From mid-2015 to near the end of last year, UNC said Friday that it has spent another $5.6 million on legal costs for the NCAA investigation, three lawsuits by former athletes who say they were harmed by the scandal and document reviews for two public records requests. UNC had previously spent roughly $12 million on legal, investigative and public relations costs related to the scandal involving classes that had no instruction and provided high grades for papers regardless of quality.
The largest recipient of the $5.6 million was the Skadden, Arps, Slate, Meagher & Flom law firm. Based in New York, it received more than $2 million. The firm had been assisting with the NCAA case, but roughly a year ago, had to back out because of a conflict, UNC officials said. The university is now using the Sidley Austin law firm and has paid it $508,000 through the first six months of 2016.
Bond, Schoeneck & King, a law firm with headquarters in Syracuse, N.Y., that specializes in NCAA matters, received $1.3 million from August 2015 to December 2016.

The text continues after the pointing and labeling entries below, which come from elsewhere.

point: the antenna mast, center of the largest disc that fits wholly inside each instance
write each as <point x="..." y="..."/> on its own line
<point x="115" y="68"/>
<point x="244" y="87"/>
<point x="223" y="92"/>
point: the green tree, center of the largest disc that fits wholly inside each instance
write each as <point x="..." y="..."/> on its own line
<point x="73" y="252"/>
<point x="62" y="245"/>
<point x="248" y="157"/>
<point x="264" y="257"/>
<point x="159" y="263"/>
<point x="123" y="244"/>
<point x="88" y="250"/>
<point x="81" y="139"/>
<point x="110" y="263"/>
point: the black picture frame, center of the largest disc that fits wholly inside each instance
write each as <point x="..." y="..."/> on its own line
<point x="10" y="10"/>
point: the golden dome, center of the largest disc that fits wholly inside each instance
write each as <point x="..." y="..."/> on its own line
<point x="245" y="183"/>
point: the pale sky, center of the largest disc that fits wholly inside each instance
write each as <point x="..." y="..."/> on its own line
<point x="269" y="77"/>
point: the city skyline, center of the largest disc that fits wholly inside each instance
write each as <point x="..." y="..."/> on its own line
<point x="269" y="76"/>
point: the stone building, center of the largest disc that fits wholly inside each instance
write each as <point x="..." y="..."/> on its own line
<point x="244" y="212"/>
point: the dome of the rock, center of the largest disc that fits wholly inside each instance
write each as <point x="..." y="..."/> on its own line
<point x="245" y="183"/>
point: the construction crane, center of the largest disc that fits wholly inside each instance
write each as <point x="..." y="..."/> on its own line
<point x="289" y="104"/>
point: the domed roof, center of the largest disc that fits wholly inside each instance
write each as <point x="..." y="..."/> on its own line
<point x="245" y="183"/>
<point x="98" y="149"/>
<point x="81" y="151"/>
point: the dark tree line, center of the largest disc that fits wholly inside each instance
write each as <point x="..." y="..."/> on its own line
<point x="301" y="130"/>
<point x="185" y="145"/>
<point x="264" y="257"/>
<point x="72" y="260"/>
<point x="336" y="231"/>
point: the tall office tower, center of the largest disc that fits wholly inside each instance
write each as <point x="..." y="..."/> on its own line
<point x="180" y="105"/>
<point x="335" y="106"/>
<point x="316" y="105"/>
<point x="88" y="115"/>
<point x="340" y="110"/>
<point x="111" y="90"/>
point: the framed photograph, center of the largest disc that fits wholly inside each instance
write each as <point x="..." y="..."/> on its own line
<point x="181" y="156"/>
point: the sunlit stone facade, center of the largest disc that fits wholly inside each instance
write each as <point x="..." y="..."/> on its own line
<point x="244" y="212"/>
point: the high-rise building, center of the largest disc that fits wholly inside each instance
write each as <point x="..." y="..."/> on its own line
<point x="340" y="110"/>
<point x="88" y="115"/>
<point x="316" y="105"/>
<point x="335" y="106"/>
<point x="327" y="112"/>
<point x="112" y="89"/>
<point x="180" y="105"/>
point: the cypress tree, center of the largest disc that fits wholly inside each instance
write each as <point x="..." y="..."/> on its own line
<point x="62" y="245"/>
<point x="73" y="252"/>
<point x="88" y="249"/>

UNC also spent another $1.8 million to review, redact and then release public records requested by The News & Observer and The Daily Tar Heel, which is the student newspaper. The firm that UNC paid to conduct the most extensive investigation into the scandal, Cadwalader, Wickersham & Taft, received $159,000 of that amount for producing records for UNC, and the rest went to unidentified parties. The requests were for the roughly 1.7 million records UNC provided to Cadwalader for its investigation, which was led by former federal prosecutor Kenneth Wainstein, a partner in the firm.

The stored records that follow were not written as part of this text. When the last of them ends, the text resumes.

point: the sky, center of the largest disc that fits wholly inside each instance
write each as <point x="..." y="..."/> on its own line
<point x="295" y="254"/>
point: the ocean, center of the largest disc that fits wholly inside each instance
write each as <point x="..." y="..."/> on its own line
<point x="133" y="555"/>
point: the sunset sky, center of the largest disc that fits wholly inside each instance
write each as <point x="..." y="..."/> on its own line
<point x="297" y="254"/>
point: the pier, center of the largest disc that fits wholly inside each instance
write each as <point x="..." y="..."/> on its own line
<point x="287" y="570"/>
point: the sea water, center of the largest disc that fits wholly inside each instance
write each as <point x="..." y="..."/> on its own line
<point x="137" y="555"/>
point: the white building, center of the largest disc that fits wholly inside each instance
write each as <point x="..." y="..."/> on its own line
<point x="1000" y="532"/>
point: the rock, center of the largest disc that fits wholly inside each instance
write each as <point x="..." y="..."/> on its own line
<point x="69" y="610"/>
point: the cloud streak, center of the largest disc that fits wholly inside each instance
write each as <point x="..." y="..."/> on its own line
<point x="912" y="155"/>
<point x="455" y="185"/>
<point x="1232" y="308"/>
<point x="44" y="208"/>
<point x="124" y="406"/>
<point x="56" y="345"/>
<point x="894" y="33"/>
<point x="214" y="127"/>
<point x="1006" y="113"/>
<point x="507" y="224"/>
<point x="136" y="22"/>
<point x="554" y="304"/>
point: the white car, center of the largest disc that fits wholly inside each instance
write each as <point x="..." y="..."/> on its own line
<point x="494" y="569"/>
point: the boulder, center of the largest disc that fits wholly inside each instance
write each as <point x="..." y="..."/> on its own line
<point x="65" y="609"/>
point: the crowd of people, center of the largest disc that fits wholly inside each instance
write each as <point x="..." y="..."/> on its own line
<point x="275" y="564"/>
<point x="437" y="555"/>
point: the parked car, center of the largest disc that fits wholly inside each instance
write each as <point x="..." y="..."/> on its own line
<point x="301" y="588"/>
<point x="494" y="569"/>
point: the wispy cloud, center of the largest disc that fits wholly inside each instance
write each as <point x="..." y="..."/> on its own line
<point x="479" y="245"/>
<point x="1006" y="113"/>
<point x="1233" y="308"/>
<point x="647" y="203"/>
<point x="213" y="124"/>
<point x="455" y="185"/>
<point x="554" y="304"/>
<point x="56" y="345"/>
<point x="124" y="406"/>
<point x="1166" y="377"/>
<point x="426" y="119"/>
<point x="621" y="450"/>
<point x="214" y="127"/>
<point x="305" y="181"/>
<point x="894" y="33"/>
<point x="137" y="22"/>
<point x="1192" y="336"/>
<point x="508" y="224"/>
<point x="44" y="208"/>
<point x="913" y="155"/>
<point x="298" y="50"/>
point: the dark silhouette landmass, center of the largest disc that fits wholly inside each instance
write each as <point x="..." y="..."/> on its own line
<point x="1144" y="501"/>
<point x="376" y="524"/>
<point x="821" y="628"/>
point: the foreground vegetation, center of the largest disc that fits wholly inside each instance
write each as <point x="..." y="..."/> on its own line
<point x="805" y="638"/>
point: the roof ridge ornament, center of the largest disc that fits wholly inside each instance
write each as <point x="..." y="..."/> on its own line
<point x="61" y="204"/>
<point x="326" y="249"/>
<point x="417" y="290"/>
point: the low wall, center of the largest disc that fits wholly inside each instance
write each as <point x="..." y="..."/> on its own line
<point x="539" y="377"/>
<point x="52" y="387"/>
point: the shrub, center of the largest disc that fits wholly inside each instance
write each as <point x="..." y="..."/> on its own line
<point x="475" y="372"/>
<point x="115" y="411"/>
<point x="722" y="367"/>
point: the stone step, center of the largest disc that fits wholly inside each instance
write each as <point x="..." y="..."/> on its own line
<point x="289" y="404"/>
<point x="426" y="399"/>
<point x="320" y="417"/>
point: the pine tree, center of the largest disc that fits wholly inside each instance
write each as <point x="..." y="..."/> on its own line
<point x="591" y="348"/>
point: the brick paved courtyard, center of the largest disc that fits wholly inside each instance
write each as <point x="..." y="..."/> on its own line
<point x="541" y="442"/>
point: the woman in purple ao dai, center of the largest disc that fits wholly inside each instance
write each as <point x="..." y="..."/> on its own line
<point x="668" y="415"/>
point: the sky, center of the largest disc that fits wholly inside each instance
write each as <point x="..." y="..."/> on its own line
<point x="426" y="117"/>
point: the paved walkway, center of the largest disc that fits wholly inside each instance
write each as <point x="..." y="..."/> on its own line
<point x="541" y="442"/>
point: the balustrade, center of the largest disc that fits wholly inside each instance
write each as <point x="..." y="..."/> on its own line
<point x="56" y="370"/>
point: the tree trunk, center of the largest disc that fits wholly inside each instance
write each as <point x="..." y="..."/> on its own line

UNC officials say none of the money to pay the bills is coming from tuition or state appropriations.
The legal bills are likely to continue for many months. Two of the athlete lawsuits await a decision in a federal court in Winston-Salem. U.S. District Judge Loretta C. Biggs held a hearing nearly a year ago to determine whether the cases should proceed to discovery, but has yet to issue a ruling.
Meanwhile, the NCAA’s case against UNC, which includes major allegations of lack of institutional control and unethical conduct, was delayed again last week after one of the creators of the bogus classes, Deborah Crowder, an office manager for the African studies department, said in an affidavit that they were legitimate. She had not agreed to previous interview requests by the NCAA, but is now tentatively consenting to be interviewed.
The bogus classes lasted 18 years and involved more than 3,100 students, roughly half of them athletes, Wainstein’s investigation found. The scandal is often cited in the national debate about the educations athletes receive in exchange for performing on the field or court.
This week, lawmakers in the state House and Senate filed companion bills calling for a commission to examine how college athletes are treated in UNC schools. The Senate bill, which was assigned to the rules committee, has 10 sponsors, while five lawmakers sponsored the House bill.
The legal bills released Friday also reflect $3.2 million paid to Skadden to represent the university in an unrelated lawsuit involving its undergraduate admissions process.